We’re continually improving our energy use, and aim to become Net Zero Carbon, for our Scope 1 and 2 emissions, by 2030.
It’s a tall order but we’re committed. To help, we’re getting all our energy from renewable sources and dramatically cutting energy waste.
Cutting energy waste and going renewable
The UK government has committed making Britain a net-zero nation by 2050. To support that, we’re committed to making our own direct operations at Hotel Chocolat net zero by 2030.
This ambitious goal is now part of our Planet Pledge. To reach that target, we’ve been looking at every aspect of energy use across our business to cut waste and carbon emissions. Here are some of the changes we’ve made so far.
• We achieved the biggest reduction in our carbon emissions by making sure all of our electricity comes from renewable sources – 75% wind and 25% biomass.
• We’ve installed new energy efficient LED lighting and cooling chillers across our retail stores and run an internal ‘Switch It Off’ campaign to remind our teams to think about energy usage.
• We’ve set up an Environmental Management System to help us keep track of our energy use across all our manufacturing and retail sites.
• It helps that we need to carefully control the temperature in our stores to preserve our chocolates – so we never waste energy by overheating!
• We’ve also reduced the amount of business travel we do, taking more of our meetings online.
Decoding the jargon:
What’s ‘Net Zero’?
We’ve all heard the phrase, but what exactly does it mean?
To stop climate change, we have to stop increasing the amount of greenhouse gases in the Earth’s atmosphere. But it can be difficult to reduce all emissions to zero. We can make up for this by taking an equal amount of greenhouse gas out of the atmosphere to balance the total to ‘net zero’.
It’s like filling a bath and making sure the tap doesn’t run any faster than the amount running out of the plughole.
There are many ways do this, some of which are natural, like planting trees and restoring coastal habitats and peat bogs. Others involve technology that is still being developed, like carbon capture and storage and direct air capture.
The Paris Agreement aims to limit global warming to less than 2 degrees Celsius and preferably 1.5C above the pre-industrial average temperature. Doing this will need ‘negative emissions’ even after the world reaches net zero, using the same methods to take excess CO2 out of the atmosphere.
What’s an ‘Environmental Management System’?

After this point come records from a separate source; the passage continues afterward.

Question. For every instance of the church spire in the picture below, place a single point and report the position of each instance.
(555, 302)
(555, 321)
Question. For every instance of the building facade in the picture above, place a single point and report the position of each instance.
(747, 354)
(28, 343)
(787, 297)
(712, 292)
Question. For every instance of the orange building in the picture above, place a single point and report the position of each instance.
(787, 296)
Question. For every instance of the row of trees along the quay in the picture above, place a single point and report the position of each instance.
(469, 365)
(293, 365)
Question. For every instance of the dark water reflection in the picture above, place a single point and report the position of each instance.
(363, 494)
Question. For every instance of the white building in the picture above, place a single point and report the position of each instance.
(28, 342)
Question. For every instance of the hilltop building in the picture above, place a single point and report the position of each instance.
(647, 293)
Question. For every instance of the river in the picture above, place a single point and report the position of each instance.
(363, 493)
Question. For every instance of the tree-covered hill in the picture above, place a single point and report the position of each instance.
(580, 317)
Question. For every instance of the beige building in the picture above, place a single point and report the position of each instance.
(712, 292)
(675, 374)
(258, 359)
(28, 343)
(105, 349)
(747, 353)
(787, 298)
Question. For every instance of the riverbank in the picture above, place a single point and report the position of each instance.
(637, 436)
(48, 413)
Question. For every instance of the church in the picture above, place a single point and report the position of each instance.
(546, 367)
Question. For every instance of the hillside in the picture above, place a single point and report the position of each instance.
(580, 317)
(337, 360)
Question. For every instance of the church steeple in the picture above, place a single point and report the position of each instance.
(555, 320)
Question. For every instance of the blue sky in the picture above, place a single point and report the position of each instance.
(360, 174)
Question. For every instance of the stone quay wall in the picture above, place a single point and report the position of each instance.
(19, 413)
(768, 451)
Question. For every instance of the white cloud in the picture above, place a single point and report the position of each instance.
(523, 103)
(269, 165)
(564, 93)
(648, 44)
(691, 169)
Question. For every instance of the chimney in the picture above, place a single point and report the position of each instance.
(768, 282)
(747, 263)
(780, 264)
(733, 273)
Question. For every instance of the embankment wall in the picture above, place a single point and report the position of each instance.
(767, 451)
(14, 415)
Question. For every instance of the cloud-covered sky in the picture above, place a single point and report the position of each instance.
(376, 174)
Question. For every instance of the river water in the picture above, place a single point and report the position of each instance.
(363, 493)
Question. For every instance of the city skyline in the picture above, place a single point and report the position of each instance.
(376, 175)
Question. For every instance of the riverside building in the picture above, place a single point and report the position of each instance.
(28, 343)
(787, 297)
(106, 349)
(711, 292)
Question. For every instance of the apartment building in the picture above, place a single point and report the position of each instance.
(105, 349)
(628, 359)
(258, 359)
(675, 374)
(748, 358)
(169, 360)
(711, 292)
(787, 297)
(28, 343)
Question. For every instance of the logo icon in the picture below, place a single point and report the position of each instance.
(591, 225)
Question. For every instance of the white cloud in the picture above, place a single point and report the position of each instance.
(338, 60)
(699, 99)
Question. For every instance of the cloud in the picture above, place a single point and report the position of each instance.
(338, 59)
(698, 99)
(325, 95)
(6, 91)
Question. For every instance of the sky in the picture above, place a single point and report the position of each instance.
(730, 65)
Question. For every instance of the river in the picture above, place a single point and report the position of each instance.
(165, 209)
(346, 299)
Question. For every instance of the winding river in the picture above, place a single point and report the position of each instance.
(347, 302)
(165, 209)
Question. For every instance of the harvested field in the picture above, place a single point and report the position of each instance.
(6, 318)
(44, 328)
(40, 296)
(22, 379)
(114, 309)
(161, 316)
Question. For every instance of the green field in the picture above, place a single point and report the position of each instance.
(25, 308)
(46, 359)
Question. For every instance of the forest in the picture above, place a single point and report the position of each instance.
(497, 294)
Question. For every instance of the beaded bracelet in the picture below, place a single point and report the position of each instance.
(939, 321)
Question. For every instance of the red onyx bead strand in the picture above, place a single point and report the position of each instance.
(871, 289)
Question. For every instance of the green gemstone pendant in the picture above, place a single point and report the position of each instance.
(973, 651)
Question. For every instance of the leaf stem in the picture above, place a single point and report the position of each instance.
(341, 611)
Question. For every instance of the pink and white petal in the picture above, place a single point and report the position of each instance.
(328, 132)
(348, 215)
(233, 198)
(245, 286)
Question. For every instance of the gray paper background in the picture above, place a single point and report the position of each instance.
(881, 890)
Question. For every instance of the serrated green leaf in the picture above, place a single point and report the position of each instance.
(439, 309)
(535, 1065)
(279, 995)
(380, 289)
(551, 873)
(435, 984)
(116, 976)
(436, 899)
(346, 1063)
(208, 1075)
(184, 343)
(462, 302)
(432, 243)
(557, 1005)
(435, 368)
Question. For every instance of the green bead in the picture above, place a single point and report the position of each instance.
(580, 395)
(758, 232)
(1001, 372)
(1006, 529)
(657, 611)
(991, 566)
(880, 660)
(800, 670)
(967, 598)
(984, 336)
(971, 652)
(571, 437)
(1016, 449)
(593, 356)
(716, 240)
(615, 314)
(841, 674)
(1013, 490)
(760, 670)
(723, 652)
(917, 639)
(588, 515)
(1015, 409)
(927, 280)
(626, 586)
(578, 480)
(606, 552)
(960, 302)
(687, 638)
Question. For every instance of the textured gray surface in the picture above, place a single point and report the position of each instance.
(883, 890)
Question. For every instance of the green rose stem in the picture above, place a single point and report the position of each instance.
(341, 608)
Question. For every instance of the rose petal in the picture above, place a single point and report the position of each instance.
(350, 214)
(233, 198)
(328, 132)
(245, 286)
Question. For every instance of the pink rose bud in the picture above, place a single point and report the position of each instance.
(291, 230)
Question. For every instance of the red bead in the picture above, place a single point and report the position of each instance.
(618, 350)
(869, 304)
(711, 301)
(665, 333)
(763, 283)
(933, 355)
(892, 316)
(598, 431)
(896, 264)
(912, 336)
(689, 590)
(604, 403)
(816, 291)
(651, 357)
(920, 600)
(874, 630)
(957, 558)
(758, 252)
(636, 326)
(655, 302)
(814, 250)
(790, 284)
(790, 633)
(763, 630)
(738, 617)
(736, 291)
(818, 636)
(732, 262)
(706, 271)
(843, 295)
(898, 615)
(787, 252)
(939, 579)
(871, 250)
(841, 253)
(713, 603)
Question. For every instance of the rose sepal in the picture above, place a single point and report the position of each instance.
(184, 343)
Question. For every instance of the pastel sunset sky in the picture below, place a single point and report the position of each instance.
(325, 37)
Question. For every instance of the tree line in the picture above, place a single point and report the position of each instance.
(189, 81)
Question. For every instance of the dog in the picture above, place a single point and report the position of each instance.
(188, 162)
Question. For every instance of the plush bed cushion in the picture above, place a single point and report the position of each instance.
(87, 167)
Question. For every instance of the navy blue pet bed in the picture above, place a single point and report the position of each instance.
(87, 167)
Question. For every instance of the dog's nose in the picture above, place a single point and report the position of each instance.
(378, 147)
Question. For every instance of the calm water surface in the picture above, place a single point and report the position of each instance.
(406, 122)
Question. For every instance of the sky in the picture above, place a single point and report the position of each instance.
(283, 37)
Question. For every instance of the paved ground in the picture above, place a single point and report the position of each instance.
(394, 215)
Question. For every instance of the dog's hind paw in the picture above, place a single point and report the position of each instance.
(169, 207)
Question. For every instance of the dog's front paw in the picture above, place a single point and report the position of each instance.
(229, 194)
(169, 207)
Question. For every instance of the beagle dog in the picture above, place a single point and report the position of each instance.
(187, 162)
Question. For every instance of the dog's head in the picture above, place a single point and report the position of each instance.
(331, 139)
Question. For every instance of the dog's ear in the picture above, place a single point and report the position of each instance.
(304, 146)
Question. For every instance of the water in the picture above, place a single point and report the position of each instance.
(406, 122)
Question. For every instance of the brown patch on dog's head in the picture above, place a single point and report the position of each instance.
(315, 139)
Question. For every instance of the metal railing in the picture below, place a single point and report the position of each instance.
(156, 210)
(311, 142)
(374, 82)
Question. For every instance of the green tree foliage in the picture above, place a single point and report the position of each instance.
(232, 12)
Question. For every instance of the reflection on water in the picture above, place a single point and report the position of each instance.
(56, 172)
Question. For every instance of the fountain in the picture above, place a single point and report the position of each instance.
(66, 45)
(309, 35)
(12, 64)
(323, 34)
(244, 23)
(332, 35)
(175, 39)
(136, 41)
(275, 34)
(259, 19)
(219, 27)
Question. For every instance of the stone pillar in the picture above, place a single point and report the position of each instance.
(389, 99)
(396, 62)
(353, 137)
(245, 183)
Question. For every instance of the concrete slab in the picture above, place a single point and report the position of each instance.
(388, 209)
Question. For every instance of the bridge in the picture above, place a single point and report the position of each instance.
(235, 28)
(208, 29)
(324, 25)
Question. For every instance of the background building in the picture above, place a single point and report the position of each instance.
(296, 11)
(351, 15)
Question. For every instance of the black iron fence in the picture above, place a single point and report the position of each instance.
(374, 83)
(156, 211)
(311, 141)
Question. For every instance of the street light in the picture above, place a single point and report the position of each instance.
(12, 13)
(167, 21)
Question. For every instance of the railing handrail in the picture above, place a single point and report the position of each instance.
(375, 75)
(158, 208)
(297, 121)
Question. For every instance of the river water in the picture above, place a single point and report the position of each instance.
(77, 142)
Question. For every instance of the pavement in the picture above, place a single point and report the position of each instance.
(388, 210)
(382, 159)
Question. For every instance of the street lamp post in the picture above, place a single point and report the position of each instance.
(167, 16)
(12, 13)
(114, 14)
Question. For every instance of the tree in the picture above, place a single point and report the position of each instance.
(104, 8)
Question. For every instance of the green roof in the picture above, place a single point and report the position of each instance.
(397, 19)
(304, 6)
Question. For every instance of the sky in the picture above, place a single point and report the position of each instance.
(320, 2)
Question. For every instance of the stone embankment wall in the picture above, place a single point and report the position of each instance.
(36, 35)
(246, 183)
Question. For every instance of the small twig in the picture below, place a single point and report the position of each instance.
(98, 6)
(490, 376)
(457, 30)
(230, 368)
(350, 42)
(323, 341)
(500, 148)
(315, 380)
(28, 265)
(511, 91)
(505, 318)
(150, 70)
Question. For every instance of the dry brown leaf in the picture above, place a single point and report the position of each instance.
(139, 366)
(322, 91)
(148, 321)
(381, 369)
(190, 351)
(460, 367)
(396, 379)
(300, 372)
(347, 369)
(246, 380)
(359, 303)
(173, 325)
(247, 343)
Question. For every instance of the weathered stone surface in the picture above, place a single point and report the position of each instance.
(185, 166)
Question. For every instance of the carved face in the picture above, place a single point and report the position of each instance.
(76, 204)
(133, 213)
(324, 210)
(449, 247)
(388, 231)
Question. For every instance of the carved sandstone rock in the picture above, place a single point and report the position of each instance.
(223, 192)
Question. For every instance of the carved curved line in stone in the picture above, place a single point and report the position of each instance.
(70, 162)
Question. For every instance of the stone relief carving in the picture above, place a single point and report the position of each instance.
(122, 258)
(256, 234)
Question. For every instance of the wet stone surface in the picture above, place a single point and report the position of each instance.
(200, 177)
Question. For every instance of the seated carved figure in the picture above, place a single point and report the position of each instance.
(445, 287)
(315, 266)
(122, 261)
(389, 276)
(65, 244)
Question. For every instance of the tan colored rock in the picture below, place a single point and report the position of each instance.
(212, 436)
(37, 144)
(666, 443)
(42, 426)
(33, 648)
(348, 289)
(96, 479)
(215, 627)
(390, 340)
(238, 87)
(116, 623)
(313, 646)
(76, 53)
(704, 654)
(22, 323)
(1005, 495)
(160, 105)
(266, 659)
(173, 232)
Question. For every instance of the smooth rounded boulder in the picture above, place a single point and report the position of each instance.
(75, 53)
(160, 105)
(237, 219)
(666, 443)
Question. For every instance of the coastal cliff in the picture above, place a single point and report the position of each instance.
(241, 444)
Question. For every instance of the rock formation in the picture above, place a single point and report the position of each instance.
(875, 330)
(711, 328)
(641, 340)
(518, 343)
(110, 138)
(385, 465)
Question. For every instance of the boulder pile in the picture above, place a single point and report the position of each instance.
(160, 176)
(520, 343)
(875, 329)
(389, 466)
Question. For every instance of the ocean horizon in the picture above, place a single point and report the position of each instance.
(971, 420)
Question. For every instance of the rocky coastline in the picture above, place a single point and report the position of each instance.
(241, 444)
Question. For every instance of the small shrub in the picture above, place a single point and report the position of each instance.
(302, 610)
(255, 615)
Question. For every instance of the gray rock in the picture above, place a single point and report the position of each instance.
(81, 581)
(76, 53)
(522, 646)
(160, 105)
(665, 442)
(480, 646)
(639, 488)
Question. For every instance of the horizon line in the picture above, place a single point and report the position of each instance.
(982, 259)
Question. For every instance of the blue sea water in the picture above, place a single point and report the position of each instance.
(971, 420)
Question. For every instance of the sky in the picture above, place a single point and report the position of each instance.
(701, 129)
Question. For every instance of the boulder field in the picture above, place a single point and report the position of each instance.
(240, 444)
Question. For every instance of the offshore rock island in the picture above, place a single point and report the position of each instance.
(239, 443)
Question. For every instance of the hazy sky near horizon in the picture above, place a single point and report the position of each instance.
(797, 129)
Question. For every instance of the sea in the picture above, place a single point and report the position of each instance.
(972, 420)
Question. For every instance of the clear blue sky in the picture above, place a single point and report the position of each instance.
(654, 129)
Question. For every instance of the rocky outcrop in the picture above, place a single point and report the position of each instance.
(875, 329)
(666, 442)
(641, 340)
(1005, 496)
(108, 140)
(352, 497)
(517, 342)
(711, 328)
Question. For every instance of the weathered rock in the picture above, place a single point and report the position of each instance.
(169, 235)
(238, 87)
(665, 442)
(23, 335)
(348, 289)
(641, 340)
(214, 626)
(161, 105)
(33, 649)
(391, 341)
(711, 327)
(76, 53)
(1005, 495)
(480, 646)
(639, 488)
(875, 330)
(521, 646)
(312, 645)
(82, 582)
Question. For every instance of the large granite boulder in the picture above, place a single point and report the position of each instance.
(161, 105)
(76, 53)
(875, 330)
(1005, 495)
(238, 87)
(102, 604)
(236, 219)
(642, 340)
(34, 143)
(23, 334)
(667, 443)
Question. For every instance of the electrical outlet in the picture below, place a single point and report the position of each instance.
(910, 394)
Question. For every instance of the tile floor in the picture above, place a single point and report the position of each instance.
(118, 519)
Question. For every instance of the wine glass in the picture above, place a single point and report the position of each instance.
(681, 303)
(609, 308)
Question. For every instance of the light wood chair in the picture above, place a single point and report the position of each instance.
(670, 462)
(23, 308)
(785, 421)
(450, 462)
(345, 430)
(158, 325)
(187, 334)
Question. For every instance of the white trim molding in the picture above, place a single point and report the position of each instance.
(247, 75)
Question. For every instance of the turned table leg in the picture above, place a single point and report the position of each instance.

It sounds like it comes in a box, but an Environmental Management System is really just a clever how-to framework that helps businesses plan all the steps they need to follow to become more environmentally friendly:
• First, analysing what kind of environmental impact they’re having
• Establishing clear goals for minimising it and becoming more sustainable
• Putting processes in place to reach those goals
• Monitoring how they’re doing and continually improving with new goals
What’s ISO 14001?
The ISO 14001 is the top internationally recognised standard for Environmental Management Systems, with rigorous certification criteria established by the International Organisation for Standardisation. This helps businesses make sure their environmental policies are effective and legally compliant and not just ‘greenwashing’.